In this analysis, 195 Landscape Units (LU) were defined and limited as spaces with their own characteristics or homogeneous areas. These landscape units are established based on the essential factors in the high mountain landscape: geomorphological units, climatic zones, and vegetation cover. In this study, the construction of tailings piles, pyrites, and infrastructure works for the construction phase is modeled over time. An analysis of growth in exposed areas for the years of the construction phase is analyzed. A visual basin study of the construction works in the valley and mountain area is carried out.  We used ArcGIS and Global Mapper SIG software to develop a coupled fragility – quality model to analyze the vulnerability of the natural system to anthropogenic changes. The dynamics of the scenic background are studied as well as the influence of the surrounding landscape on the quality of the visual scene. The study of the landscape must be included in any development project, both to determine its quality against the exercise of certain activities and adopt measures aimed at mitigating and reducing the visual impact for the preservation and protection of the natural system [1].
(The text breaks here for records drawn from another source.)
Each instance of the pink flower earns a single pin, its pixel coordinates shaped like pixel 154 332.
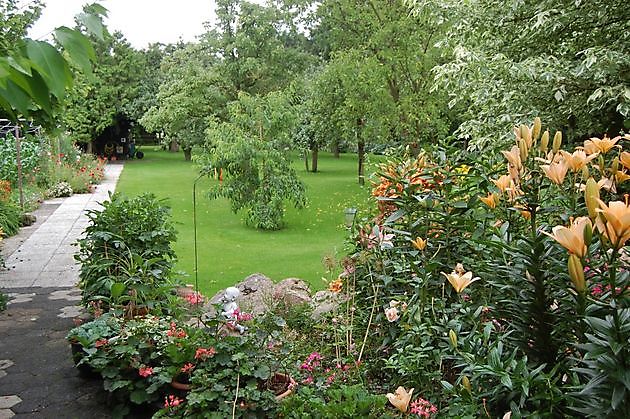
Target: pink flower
pixel 423 408
pixel 392 314
pixel 378 237
pixel 101 342
pixel 194 298
pixel 187 367
pixel 203 353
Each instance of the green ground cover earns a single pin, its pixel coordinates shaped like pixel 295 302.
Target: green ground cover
pixel 229 250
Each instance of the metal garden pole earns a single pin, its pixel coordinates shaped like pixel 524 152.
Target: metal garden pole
pixel 19 164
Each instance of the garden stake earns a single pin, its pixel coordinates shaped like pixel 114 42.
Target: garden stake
pixel 195 229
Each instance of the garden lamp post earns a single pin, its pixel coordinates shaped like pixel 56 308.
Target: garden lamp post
pixel 349 216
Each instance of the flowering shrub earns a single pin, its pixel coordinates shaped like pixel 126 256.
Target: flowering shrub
pixel 60 189
pixel 31 151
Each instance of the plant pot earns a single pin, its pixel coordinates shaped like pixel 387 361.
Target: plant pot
pixel 177 385
pixel 282 385
pixel 77 355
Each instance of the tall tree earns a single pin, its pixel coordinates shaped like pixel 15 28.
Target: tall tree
pixel 97 100
pixel 35 75
pixel 566 61
pixel 404 46
pixel 188 98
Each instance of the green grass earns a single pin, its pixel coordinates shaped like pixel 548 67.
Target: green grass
pixel 228 250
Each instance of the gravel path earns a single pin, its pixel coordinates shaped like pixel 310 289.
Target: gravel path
pixel 37 377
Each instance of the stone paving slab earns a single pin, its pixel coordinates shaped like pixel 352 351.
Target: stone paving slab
pixel 39 258
pixel 41 373
pixel 37 376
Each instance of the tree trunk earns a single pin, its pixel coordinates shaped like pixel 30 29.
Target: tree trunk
pixel 361 153
pixel 173 147
pixel 315 151
pixel 335 148
pixel 306 160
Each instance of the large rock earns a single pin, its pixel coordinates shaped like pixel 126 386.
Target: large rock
pixel 292 291
pixel 256 293
pixel 259 293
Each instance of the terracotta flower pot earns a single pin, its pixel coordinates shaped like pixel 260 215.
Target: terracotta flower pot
pixel 180 386
pixel 283 385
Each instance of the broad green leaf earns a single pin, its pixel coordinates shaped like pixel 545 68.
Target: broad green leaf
pixel 92 23
pixel 21 64
pixel 40 93
pixel 117 289
pixel 78 47
pixel 51 65
pixel 16 97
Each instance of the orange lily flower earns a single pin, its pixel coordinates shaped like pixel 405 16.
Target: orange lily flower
pixel 419 243
pixel 578 159
pixel 556 171
pixel 458 279
pixel 503 182
pixel 514 157
pixel 400 399
pixel 572 237
pixel 491 200
pixel 617 227
pixel 603 145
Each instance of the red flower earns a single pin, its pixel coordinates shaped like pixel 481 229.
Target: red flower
pixel 203 353
pixel 172 401
pixel 188 367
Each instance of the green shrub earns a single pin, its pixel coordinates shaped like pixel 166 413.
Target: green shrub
pixel 10 216
pixel 128 242
pixel 335 402
pixel 4 299
pixel 31 152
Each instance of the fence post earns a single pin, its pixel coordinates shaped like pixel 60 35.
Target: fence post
pixel 18 150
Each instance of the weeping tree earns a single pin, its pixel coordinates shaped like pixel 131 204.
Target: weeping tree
pixel 249 153
pixel 188 96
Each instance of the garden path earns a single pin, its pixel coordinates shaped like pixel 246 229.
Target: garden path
pixel 37 376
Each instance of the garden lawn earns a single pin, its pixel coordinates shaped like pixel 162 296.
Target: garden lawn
pixel 228 250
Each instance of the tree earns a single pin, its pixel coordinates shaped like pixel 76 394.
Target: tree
pixel 98 100
pixel 350 103
pixel 565 61
pixel 257 175
pixel 35 75
pixel 405 48
pixel 189 96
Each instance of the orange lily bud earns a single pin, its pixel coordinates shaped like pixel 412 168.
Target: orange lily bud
pixel 576 272
pixel 591 196
pixel 537 128
pixel 453 337
pixel 557 142
pixel 544 142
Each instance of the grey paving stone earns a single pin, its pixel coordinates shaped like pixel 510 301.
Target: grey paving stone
pixel 71 294
pixel 12 279
pixel 5 363
pixel 7 402
pixel 60 262
pixel 6 413
pixel 57 279
pixel 70 312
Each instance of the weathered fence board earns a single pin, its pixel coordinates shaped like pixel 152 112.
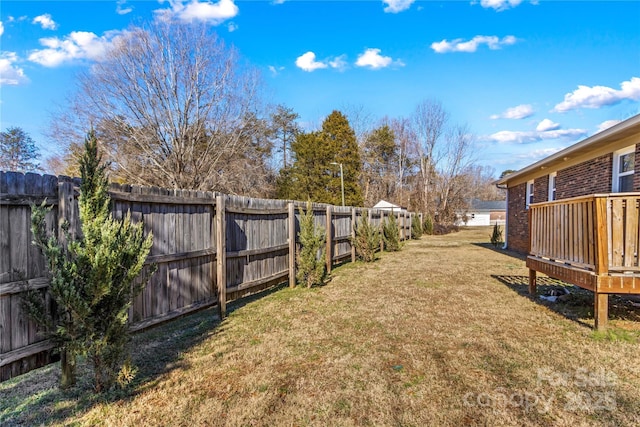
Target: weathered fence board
pixel 208 249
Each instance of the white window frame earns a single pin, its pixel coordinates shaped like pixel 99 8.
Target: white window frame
pixel 552 188
pixel 615 182
pixel 529 194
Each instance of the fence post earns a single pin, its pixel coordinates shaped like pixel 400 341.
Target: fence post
pixel 66 212
pixel 381 231
pixel 221 255
pixel 329 240
pixel 292 245
pixel 353 234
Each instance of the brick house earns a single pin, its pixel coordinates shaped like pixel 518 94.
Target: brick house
pixel 601 164
pixel 576 214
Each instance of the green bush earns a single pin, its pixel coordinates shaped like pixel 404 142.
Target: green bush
pixel 496 236
pixel 311 256
pixel 427 225
pixel 391 234
pixel 367 239
pixel 94 278
pixel 416 227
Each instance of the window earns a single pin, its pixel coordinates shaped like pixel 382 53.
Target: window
pixel 623 169
pixel 552 186
pixel 529 196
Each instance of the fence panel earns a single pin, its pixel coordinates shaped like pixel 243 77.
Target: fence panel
pixel 20 262
pixel 258 250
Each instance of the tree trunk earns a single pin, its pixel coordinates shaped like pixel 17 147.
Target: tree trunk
pixel 68 368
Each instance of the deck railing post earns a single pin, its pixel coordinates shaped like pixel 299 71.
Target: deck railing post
pixel 601 236
pixel 601 300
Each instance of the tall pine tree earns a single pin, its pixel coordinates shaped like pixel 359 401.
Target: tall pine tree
pixel 315 173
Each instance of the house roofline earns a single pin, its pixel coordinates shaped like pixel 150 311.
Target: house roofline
pixel 614 133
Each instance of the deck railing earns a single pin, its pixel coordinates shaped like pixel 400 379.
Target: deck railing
pixel 599 233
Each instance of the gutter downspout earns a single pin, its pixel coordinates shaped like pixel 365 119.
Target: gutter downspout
pixel 506 219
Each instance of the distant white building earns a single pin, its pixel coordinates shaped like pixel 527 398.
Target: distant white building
pixel 388 206
pixel 483 212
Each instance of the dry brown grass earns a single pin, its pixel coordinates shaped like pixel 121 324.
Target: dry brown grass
pixel 441 333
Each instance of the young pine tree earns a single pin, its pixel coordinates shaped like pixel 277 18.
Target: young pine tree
pixel 310 259
pixel 366 240
pixel 496 236
pixel 94 277
pixel 427 225
pixel 391 234
pixel 416 227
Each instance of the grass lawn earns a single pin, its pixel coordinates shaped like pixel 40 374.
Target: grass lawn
pixel 441 333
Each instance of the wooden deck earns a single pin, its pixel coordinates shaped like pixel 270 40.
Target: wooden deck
pixel 591 242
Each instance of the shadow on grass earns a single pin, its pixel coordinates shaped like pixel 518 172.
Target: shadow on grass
pixel 512 254
pixel 577 305
pixel 35 398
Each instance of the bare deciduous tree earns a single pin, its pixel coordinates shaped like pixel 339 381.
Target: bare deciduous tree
pixel 429 121
pixel 171 104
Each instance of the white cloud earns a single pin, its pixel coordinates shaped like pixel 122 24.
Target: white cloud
pixel 395 6
pixel 275 70
pixel 459 45
pixel 45 22
pixel 547 125
pixel 10 74
pixel 339 62
pixel 121 9
pixel 372 59
pixel 535 155
pixel 308 62
pixel 77 45
pixel 499 5
pixel 599 96
pixel 524 137
pixel 196 10
pixel 607 124
pixel 519 112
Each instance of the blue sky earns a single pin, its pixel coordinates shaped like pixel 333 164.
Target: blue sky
pixel 528 78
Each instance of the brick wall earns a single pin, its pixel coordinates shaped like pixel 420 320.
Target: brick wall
pixel 593 176
pixel 590 177
pixel 541 189
pixel 517 218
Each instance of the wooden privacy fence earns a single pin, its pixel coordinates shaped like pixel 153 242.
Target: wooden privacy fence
pixel 209 249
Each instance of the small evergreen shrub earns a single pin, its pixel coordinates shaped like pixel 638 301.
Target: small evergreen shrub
pixel 311 256
pixel 496 236
pixel 416 227
pixel 427 225
pixel 94 278
pixel 391 234
pixel 367 239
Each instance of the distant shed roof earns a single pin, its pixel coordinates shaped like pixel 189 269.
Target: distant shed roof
pixel 488 205
pixel 383 204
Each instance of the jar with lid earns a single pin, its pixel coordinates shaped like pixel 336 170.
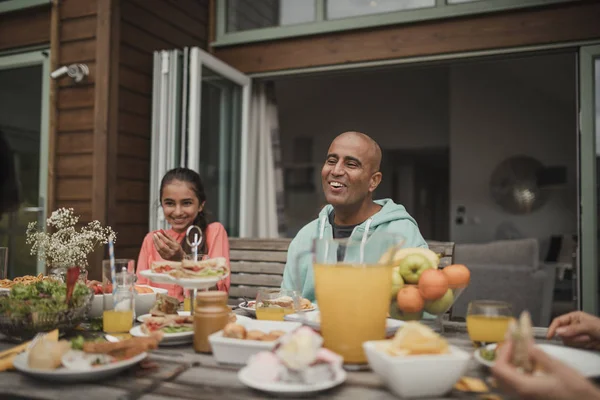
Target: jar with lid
pixel 210 315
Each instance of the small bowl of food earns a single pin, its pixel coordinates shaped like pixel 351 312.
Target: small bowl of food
pixel 408 362
pixel 420 288
pixel 237 342
pixel 145 298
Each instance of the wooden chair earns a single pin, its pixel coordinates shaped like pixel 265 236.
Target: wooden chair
pixel 259 263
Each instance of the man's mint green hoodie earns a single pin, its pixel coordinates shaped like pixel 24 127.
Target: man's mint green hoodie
pixel 391 218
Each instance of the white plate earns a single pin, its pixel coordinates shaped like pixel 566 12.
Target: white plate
pixel 169 339
pixel 187 283
pixel 252 310
pixel 290 389
pixel 313 320
pixel 69 375
pixel 238 351
pixel 585 361
pixel 144 317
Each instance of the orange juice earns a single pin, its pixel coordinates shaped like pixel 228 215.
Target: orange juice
pixel 353 301
pixel 273 313
pixel 117 321
pixel 488 329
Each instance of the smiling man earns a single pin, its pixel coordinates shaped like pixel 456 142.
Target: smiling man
pixel 349 177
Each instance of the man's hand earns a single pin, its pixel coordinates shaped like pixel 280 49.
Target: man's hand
pixel 577 329
pixel 168 248
pixel 557 380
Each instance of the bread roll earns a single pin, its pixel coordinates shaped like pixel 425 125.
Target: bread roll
pixel 46 354
pixel 255 335
pixel 234 331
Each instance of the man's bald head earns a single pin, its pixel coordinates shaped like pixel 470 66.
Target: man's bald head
pixel 374 151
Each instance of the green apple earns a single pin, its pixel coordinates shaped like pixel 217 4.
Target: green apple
pixel 395 313
pixel 412 266
pixel 440 305
pixel 397 282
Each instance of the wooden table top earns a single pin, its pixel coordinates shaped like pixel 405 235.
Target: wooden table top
pixel 180 373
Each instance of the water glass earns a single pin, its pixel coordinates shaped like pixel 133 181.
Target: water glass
pixel 3 263
pixel 488 321
pixel 118 299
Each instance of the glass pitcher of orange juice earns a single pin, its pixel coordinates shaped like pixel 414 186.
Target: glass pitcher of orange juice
pixel 353 280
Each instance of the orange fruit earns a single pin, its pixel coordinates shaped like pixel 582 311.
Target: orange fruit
pixel 409 300
pixel 433 284
pixel 458 275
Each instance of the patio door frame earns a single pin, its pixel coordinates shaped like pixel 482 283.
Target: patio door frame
pixel 198 59
pixel 588 277
pixel 14 60
pixel 587 254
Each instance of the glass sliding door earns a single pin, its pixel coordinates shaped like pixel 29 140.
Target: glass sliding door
pixel 200 114
pixel 167 97
pixel 218 114
pixel 24 91
pixel 589 176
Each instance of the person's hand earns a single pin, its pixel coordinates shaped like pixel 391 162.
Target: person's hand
pixel 577 329
pixel 168 248
pixel 557 381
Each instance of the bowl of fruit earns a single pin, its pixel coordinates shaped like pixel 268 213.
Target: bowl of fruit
pixel 421 289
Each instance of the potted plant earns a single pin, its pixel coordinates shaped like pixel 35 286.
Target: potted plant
pixel 62 246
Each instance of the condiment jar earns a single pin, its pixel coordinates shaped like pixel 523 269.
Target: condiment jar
pixel 210 316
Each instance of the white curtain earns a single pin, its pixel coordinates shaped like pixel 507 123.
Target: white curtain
pixel 265 176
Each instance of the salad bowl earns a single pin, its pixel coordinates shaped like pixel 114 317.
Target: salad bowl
pixel 41 307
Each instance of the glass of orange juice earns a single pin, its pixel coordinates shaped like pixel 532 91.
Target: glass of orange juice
pixel 487 321
pixel 118 298
pixel 353 280
pixel 275 304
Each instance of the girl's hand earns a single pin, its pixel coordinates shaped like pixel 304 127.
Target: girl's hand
pixel 558 381
pixel 577 329
pixel 168 248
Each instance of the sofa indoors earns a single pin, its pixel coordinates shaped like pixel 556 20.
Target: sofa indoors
pixel 510 271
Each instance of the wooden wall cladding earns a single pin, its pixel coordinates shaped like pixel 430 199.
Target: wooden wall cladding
pixel 542 25
pixel 146 26
pixel 30 27
pixel 74 145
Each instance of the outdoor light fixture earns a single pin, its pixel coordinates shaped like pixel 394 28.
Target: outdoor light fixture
pixel 75 71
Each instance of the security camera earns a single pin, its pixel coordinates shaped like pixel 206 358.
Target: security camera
pixel 75 71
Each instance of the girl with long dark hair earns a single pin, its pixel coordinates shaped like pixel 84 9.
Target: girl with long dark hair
pixel 182 199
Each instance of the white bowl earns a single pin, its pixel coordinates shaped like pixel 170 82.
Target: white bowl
pixel 238 351
pixel 419 375
pixel 143 302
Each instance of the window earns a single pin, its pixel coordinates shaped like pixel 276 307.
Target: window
pixel 13 5
pixel 243 15
pixel 352 8
pixel 243 21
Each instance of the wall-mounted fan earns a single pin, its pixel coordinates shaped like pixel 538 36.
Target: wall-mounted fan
pixel 514 185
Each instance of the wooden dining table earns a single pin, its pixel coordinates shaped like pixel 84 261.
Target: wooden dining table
pixel 180 373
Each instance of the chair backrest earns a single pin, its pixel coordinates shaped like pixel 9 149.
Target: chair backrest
pixel 259 263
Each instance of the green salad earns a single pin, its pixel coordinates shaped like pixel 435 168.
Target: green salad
pixel 43 297
pixel 488 354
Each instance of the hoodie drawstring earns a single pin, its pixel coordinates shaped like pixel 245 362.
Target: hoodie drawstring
pixel 363 241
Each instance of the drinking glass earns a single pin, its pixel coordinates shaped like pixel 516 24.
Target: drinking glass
pixel 189 296
pixel 488 321
pixel 353 281
pixel 118 298
pixel 3 263
pixel 275 304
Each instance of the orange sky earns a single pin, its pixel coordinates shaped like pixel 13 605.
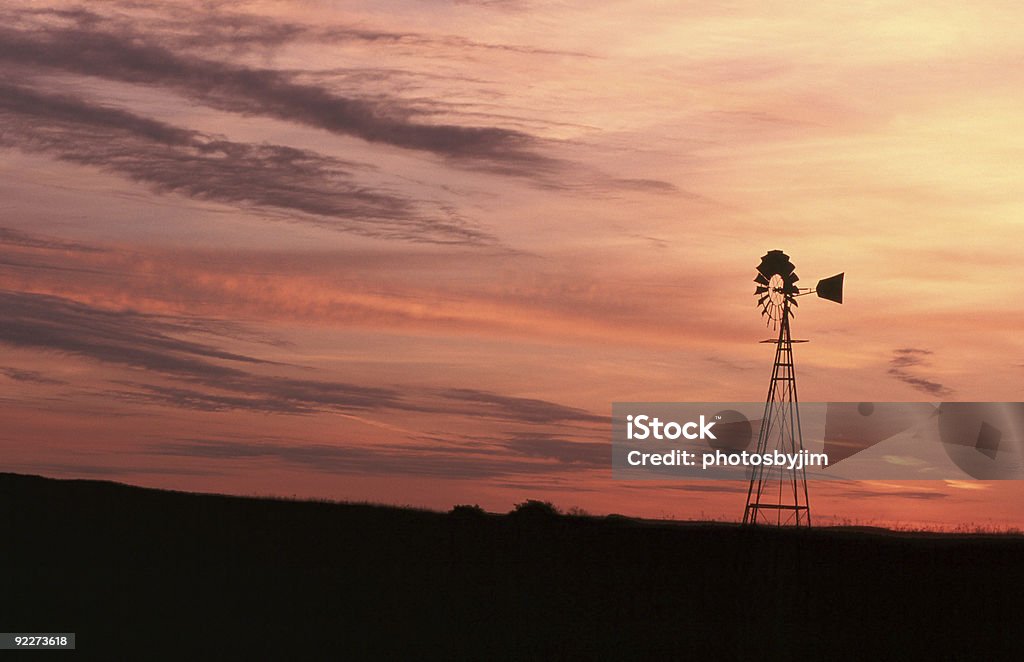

According to the analysis of the suggested mitigation strategies, 87.99% corresponds to natural strategies (planting of native forest valley zone, Live barrier, revegetating with pasture, revegetating with shrubs, Establishment of native forest in the Mountain area) and the remaining 12.01% corresponds to temporary mitigation measures that reduce the mismatch generated by the infrastructure during execution. The results show that the mitigation strategies established for the most important intercepted areas were 82% successful for the valley area and 75% for the mountain area due to the presence of subduction events. The simulation for the mitigation strategies shows a considerable reduction in the visual impact of the mining project of about 85%.